1ª edición, Montevideo, Uruguay, Setiembre 2011
1ª edición ebook 2021
© civiles iletrados
civiles iletrados editores
Castillos 2572
Montevideo, Uruguay
CP 11800
civilesiletrados@gmail.com
civilesiletrados.blogspot.com.uy
Ilustración de cubierta: Elisa Ríos, www.elisarios.com
Conversión a formato digital: Libresque
PRÓLOGO
Los amigos son raros porque recuerdan cosas de nosotros que hemos olvidado. Así pensó Bolaño cuando vio al dinosaurio cruzar sigilosamente el pantano. “Parece que en tu memoria / Se hubiera muerto un pesado dinosaurio” escribió alguien que me amaba, y tenía razón. Propios y ajenos, esos grandes animales prehistóricos desaparecen en mi memoria día tras día.
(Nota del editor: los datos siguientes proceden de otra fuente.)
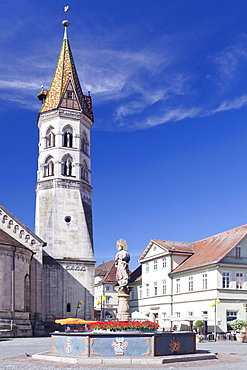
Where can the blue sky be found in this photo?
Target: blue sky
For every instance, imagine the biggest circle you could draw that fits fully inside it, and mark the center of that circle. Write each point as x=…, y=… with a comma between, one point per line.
x=169, y=86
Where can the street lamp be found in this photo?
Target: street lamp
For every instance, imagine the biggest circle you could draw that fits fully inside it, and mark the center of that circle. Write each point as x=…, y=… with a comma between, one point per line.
x=217, y=300
x=79, y=304
x=102, y=307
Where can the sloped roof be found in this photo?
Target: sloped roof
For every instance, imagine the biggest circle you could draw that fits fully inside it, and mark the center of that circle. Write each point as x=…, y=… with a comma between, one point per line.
x=136, y=275
x=64, y=75
x=8, y=240
x=107, y=270
x=213, y=249
x=175, y=246
x=170, y=246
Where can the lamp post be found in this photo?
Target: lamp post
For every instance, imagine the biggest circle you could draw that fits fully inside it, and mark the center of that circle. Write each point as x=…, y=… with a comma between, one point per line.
x=102, y=307
x=217, y=300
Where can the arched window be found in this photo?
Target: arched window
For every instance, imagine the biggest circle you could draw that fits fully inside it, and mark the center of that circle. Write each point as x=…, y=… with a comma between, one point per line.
x=84, y=143
x=67, y=166
x=50, y=138
x=68, y=137
x=85, y=171
x=49, y=167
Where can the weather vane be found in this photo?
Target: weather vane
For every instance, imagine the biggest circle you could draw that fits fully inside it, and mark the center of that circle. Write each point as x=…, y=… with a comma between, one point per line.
x=65, y=9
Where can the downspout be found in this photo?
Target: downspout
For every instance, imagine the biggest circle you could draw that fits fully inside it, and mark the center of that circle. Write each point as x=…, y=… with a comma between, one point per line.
x=171, y=286
x=171, y=290
x=13, y=291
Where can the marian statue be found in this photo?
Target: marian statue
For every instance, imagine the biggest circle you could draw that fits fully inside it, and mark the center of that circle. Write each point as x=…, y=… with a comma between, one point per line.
x=122, y=262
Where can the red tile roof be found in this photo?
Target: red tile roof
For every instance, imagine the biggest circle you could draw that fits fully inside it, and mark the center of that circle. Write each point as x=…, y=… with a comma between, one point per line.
x=136, y=275
x=213, y=249
x=175, y=246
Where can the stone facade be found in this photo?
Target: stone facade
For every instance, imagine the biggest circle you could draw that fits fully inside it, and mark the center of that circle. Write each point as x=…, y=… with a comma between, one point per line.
x=63, y=194
x=20, y=278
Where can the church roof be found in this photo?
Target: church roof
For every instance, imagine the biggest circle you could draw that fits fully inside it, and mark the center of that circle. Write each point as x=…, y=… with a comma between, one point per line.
x=66, y=79
x=8, y=240
x=213, y=249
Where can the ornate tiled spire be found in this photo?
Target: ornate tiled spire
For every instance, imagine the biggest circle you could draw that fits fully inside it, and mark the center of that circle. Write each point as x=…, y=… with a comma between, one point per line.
x=65, y=90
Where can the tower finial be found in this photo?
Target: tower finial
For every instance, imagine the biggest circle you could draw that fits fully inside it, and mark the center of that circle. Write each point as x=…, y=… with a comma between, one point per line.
x=65, y=23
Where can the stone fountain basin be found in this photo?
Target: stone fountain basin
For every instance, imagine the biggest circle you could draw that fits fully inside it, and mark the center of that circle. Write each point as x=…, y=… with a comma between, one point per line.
x=120, y=343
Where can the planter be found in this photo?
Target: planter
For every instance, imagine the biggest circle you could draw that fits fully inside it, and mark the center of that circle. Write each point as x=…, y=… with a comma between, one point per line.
x=240, y=338
x=198, y=339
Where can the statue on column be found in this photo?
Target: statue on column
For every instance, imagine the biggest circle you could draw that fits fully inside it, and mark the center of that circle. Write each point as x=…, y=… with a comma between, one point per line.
x=122, y=263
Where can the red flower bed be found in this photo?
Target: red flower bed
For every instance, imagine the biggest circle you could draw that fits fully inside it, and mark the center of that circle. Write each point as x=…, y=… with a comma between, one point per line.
x=123, y=325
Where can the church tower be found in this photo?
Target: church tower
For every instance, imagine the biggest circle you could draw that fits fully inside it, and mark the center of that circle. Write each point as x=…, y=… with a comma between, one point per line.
x=63, y=193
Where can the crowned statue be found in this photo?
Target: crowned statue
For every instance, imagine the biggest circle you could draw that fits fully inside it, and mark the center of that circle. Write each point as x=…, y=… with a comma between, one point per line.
x=122, y=263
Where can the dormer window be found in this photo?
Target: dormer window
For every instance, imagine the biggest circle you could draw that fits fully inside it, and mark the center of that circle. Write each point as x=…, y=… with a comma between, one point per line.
x=238, y=251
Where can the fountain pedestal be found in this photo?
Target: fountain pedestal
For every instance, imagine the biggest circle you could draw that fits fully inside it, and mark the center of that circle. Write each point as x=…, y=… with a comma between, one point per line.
x=123, y=309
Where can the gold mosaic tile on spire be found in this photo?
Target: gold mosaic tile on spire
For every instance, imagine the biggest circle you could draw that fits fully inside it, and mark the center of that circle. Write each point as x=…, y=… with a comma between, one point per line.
x=64, y=74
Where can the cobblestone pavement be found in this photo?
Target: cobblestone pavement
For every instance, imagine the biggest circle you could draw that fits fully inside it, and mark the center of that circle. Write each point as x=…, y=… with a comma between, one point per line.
x=15, y=354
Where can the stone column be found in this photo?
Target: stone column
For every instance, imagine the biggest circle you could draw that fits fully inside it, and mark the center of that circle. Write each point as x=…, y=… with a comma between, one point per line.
x=123, y=310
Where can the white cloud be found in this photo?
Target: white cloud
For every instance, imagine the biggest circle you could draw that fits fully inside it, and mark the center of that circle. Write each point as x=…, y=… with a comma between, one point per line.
x=176, y=114
x=236, y=103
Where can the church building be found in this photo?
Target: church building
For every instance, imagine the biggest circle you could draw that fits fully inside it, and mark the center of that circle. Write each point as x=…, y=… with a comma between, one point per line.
x=49, y=274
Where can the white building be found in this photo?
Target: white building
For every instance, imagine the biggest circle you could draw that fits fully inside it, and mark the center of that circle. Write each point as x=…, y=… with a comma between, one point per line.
x=180, y=281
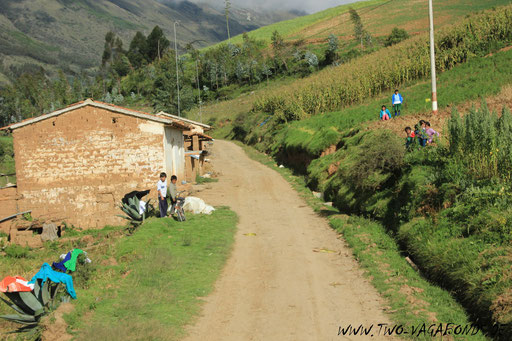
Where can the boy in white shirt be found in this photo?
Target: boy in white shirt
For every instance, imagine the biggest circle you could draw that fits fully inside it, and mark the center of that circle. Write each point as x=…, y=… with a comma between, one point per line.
x=162, y=192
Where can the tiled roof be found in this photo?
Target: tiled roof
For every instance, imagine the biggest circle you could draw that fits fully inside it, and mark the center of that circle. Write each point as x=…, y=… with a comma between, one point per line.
x=89, y=102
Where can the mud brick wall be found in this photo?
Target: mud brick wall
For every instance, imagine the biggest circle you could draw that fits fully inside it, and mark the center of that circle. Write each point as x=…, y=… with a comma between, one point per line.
x=7, y=206
x=76, y=167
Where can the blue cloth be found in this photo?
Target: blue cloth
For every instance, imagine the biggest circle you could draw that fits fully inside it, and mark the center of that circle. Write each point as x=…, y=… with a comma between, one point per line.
x=382, y=112
x=47, y=272
x=396, y=97
x=60, y=265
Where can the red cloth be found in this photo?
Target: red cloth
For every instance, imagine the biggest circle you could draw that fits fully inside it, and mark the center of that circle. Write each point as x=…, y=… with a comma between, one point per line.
x=15, y=284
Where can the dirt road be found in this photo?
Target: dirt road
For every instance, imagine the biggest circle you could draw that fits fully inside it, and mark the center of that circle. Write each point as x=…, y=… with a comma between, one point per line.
x=274, y=286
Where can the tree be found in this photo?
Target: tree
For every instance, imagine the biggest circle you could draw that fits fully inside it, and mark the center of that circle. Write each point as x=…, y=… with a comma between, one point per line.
x=266, y=71
x=157, y=43
x=278, y=47
x=396, y=36
x=113, y=48
x=138, y=51
x=361, y=35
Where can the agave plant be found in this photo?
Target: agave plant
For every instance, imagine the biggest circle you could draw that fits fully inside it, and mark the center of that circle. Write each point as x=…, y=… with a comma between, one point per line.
x=131, y=209
x=31, y=306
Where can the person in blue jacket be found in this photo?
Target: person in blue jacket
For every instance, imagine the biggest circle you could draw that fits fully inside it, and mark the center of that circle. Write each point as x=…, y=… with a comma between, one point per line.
x=397, y=101
x=385, y=114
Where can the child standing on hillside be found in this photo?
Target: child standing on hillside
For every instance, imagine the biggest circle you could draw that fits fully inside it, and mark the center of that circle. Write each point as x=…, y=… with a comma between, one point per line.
x=397, y=101
x=421, y=134
x=385, y=114
x=162, y=193
x=430, y=132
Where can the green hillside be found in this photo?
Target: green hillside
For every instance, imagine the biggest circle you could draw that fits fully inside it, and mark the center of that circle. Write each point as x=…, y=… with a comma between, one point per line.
x=379, y=18
x=69, y=35
x=447, y=204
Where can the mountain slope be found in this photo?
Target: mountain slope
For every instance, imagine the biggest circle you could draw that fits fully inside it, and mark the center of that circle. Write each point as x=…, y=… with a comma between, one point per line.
x=69, y=34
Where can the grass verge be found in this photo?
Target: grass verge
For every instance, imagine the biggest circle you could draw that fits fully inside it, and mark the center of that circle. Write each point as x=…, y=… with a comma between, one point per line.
x=151, y=286
x=412, y=300
x=147, y=285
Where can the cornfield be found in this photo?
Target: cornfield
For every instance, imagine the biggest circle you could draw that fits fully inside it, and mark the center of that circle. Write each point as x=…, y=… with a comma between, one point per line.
x=482, y=143
x=388, y=68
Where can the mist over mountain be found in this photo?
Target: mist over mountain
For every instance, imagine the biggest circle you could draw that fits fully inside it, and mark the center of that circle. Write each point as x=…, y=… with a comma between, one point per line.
x=69, y=34
x=302, y=6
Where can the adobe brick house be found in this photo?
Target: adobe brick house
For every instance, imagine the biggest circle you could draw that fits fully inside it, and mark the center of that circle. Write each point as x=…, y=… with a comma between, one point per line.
x=76, y=164
x=195, y=141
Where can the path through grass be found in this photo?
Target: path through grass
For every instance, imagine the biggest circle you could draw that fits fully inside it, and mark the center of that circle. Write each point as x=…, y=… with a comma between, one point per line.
x=411, y=299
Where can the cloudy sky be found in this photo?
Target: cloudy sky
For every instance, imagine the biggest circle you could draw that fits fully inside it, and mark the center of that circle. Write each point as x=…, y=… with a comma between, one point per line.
x=309, y=6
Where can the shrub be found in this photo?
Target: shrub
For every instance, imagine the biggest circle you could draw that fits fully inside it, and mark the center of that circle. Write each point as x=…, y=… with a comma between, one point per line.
x=17, y=251
x=396, y=36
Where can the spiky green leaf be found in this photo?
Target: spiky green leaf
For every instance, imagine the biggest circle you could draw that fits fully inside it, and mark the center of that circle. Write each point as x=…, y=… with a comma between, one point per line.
x=13, y=306
x=31, y=301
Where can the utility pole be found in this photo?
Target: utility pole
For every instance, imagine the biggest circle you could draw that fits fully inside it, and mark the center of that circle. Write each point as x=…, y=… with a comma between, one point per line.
x=199, y=93
x=177, y=69
x=226, y=8
x=432, y=58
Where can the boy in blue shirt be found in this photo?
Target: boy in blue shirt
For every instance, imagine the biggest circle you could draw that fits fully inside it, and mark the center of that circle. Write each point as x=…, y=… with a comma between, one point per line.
x=385, y=114
x=397, y=101
x=162, y=193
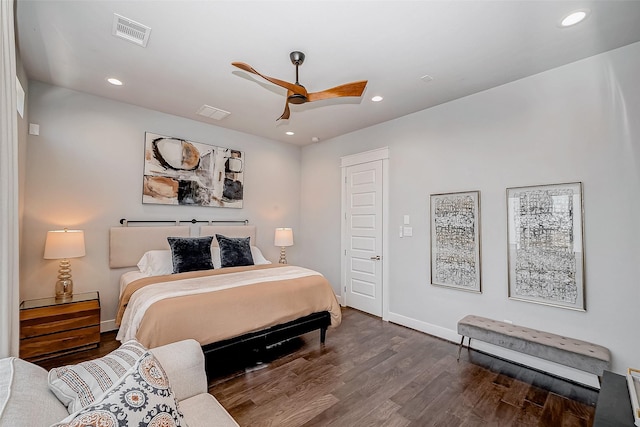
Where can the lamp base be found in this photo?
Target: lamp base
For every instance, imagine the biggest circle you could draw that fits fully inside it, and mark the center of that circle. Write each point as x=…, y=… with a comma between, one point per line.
x=283, y=256
x=64, y=285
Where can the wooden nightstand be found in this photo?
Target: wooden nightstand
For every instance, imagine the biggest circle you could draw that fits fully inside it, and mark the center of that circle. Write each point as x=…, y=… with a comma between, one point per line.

Este libro reúne cuentos escritos hace muchos años. Algunos me resultan familiares y propios. Otros son irreconocibles. Agradezco a Pereira el haber sido amigo de quien yo era al escribirlos, así como es amigo de la que hoy no los hubiese escrito. Gracias a todos quienes intentan leer este libro. Y a los que ya lo leyeron.
Montevideo, 2011.
Si conociéramos el punto
Donde va a romperse algo…
(Roberto Juarroz)
A Ileana
DETRÁS DE LOS CERROS
Elige siempre esta ruta, que bordea los cerros y trepa suavemente las colinas, para disfrutar del hermoso paisaje. Pero las preocupaciones, el sinuoso camino que toman sus pensamientos al depositar sus manos en el volante, nunca la dejan sacar los ojos del oscuro brillo del camino de asfalto.
Ahora, desde aquí, la misma conocida carretera le parece fuera de lugar, ajena a este verde azul del paisaje, con los cerros detrás, en la niebla de las cinco de la tarde.
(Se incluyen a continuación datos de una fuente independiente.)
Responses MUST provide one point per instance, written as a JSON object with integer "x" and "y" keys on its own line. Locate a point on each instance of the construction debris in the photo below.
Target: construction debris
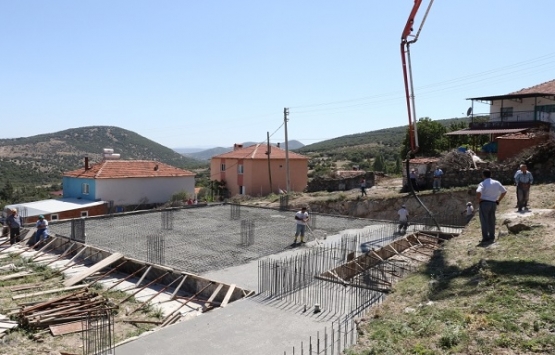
{"x": 69, "y": 308}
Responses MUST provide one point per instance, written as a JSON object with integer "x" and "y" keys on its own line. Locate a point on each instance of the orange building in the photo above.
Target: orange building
{"x": 246, "y": 170}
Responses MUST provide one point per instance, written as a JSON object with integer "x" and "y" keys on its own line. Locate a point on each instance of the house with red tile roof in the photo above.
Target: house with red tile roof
{"x": 127, "y": 182}
{"x": 248, "y": 171}
{"x": 520, "y": 111}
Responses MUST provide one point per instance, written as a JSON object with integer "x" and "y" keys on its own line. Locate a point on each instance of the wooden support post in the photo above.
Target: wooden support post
{"x": 108, "y": 272}
{"x": 213, "y": 295}
{"x": 96, "y": 267}
{"x": 178, "y": 287}
{"x": 156, "y": 294}
{"x": 228, "y": 295}
{"x": 145, "y": 286}
{"x": 126, "y": 278}
{"x": 143, "y": 277}
{"x": 169, "y": 316}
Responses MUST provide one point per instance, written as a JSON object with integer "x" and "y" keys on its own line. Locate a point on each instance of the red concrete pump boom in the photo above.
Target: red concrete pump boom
{"x": 407, "y": 71}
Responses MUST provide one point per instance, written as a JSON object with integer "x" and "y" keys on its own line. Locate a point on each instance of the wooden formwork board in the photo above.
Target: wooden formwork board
{"x": 95, "y": 268}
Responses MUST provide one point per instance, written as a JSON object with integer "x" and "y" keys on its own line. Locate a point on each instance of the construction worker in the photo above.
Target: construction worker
{"x": 523, "y": 180}
{"x": 469, "y": 212}
{"x": 403, "y": 219}
{"x": 301, "y": 218}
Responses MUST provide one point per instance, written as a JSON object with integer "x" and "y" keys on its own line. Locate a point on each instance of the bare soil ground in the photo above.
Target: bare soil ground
{"x": 470, "y": 299}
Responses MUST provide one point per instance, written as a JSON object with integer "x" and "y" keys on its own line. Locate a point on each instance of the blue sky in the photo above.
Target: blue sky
{"x": 214, "y": 73}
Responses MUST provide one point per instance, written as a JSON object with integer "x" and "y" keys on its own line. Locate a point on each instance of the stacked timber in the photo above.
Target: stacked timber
{"x": 69, "y": 308}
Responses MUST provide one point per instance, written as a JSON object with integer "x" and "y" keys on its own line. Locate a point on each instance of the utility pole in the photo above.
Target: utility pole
{"x": 269, "y": 165}
{"x": 285, "y": 119}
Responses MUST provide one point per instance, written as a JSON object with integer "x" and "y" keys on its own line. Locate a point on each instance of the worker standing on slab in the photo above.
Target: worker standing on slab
{"x": 301, "y": 218}
{"x": 489, "y": 192}
{"x": 413, "y": 180}
{"x": 523, "y": 180}
{"x": 14, "y": 224}
{"x": 469, "y": 212}
{"x": 438, "y": 173}
{"x": 403, "y": 219}
{"x": 362, "y": 187}
{"x": 42, "y": 229}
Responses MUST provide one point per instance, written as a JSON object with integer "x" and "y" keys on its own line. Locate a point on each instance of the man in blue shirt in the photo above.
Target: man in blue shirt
{"x": 14, "y": 224}
{"x": 437, "y": 179}
{"x": 523, "y": 180}
{"x": 489, "y": 193}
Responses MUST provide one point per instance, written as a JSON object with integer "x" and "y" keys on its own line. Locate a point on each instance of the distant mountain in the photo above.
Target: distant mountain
{"x": 42, "y": 159}
{"x": 188, "y": 150}
{"x": 388, "y": 137}
{"x": 209, "y": 153}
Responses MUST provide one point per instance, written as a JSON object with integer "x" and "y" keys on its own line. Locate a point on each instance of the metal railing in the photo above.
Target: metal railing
{"x": 334, "y": 340}
{"x": 515, "y": 119}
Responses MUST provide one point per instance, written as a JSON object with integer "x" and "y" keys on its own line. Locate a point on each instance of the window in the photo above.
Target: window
{"x": 506, "y": 112}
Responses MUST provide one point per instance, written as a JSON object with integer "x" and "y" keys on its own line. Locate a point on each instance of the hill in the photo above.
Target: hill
{"x": 387, "y": 137}
{"x": 42, "y": 159}
{"x": 209, "y": 153}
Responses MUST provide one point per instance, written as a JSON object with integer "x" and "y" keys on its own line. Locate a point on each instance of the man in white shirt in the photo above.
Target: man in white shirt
{"x": 489, "y": 193}
{"x": 42, "y": 229}
{"x": 301, "y": 218}
{"x": 523, "y": 180}
{"x": 469, "y": 211}
{"x": 403, "y": 219}
{"x": 438, "y": 173}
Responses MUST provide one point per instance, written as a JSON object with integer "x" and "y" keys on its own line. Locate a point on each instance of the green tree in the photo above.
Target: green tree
{"x": 380, "y": 164}
{"x": 7, "y": 193}
{"x": 431, "y": 138}
{"x": 398, "y": 164}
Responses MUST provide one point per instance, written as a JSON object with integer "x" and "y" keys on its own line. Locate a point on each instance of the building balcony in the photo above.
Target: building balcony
{"x": 516, "y": 119}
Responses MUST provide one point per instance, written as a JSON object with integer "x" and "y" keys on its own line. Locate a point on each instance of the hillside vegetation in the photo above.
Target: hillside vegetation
{"x": 209, "y": 153}
{"x": 387, "y": 137}
{"x": 42, "y": 159}
{"x": 470, "y": 299}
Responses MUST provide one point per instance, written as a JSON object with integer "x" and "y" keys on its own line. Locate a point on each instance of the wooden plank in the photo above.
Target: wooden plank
{"x": 157, "y": 322}
{"x": 8, "y": 324}
{"x": 213, "y": 296}
{"x": 66, "y": 328}
{"x": 228, "y": 295}
{"x": 23, "y": 287}
{"x": 16, "y": 275}
{"x": 18, "y": 297}
{"x": 95, "y": 268}
{"x": 143, "y": 277}
{"x": 178, "y": 287}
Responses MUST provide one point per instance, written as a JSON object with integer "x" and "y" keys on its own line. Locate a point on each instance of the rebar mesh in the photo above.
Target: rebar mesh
{"x": 167, "y": 220}
{"x": 235, "y": 212}
{"x": 78, "y": 230}
{"x": 98, "y": 333}
{"x": 247, "y": 232}
{"x": 204, "y": 238}
{"x": 156, "y": 250}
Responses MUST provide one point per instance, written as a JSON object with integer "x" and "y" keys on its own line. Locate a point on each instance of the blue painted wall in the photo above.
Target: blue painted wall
{"x": 72, "y": 188}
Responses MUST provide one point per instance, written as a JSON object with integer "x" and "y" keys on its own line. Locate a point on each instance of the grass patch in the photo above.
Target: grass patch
{"x": 494, "y": 300}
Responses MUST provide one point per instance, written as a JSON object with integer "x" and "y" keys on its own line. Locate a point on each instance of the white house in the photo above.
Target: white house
{"x": 127, "y": 182}
{"x": 514, "y": 119}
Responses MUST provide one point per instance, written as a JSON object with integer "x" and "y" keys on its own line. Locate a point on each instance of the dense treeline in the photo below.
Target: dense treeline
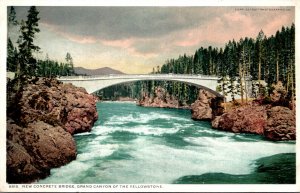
{"x": 265, "y": 60}
{"x": 21, "y": 59}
Mira hacia atrás, a los cerros cubiertos de vegetación de la cual emergen algunas rocas, como espolones amenazantes. Siente que esas rocas la miran, como si estuvieran dispuestas a no dejarla mentir, y la tranquiliza pensar que dirá la verdad. Ese pequeño, finito pedazo de verdad que conoce, y cuya trasmisión no le ocasionará ningún daño. Temblando de frío, acerca su bufanda a la boca y sopla sobre ella, para sentir el reflujo cálido del aliento sobre la parte inferior de las mejillas.
Los policías la miran con una especie de cariñosa piedad. Toman notas, miden con un centímetro anaranjado la distancia entre uno y otro de los cuerpos; hablan en murmullos. No oye sus palabras, pero ve la seriedad de sus caras y alguna leve sonrisa que mueve sus bocas de vez en cuando.
Llega un ómnibus alto y verde, que se detiene junto a ellos. El chofer desciende, y uno de los policías se acerca, tal vez a explicarle lo que pasa. Una hilera de rostros atónitos se despliega desde las ventanillas. Decenas de ojos muy abiertos se dirigen hacia los muertos, motivo de su pavor, y la presión de las miradas lleva la suya a los cerros azulados detrás. Vuelve la vista otra vez hacia ellos, y piensa qué fantasmal resulta ese enorme vehículo repleto de personas espantadas por el espectáculo.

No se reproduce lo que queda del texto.